A dev lays out what went wrong
Robert Morrison, a senior animator who worked at Bend, said the quiet part out loud on X on October 29, 2025. According to him, the team just didn't move the ball far enough down the field over a long stretch, so the cancellation wasn't exactly a surprise.
"To be fair we didn't make enough substantial progress over the 3 years I was there. I saw the eventual cancellation coming prior to it."
That lines up with the timeline: Bend spent years on a live-service pitch that ultimately didn't survive Sony's shifting plans.
So where does that leave Days Gone 2?
Short answer: nowhere good. Days Gone launched in 2019 with a shaky start, pulled itself together over time, and then found a second life with a successful PC port. It also brought in around $100 million in digital sales and built a dedicated fanbase. Still, a sequel was never greenlit.
Complicating things further, original creative director John Garvin has said he isn't interested in a sequel unless co-director Jeff Ross returns. Both left Bend in 2020. Put all that together with years spent on 'Mirror Pond,' and it's easy to see why Days Gone 2 looks like a dead end.
The bigger picture at PlayStation
- The Last of Us Online was officially canceled.
- Concord launched and was shut down after just 12 days.

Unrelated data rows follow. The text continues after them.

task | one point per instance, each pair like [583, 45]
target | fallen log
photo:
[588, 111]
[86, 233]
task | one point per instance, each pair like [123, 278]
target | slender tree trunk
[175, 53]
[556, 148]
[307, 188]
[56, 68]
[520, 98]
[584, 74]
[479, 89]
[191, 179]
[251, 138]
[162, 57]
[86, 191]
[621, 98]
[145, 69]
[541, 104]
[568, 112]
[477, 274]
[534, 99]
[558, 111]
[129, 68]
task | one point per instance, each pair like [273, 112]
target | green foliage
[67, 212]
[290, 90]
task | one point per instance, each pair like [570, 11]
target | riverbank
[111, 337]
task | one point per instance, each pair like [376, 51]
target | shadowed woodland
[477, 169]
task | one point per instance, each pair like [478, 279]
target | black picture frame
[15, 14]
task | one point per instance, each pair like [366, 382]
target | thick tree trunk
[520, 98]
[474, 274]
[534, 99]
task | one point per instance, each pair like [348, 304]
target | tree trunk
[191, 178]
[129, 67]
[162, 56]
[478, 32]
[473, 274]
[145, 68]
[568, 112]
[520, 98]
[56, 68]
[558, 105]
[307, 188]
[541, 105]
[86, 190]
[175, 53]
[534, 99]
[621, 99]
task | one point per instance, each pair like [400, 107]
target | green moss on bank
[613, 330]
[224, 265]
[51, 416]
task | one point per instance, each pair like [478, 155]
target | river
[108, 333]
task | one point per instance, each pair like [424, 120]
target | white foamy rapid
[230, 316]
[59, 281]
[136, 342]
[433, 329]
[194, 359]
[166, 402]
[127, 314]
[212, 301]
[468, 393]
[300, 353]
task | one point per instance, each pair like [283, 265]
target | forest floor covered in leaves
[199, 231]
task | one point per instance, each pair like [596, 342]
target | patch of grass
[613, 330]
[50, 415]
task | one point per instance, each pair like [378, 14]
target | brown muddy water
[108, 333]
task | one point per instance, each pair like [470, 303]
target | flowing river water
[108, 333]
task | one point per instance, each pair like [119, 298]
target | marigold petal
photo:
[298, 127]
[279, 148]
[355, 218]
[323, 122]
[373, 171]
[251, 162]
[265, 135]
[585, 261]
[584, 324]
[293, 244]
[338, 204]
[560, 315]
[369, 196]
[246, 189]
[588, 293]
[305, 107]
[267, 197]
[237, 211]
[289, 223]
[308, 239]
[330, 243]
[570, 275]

- Sony once talked up a slate of 12 multiplayer titles by 2025. As of now, the ones still actively in the works are Bungie's Marathon and Haven Studios' PvP project.
The takeaway
Chasing live-service money has been rough for Sony. Bend Studio was pointed at an online game that didn't make it out alive, and in the process, the studio's most obvious next step — Days Gone 2 — probably slipped away for good. Even if the fan demand is there, the people who built the first game have moved on, and the company's attention is somewhere else entirely.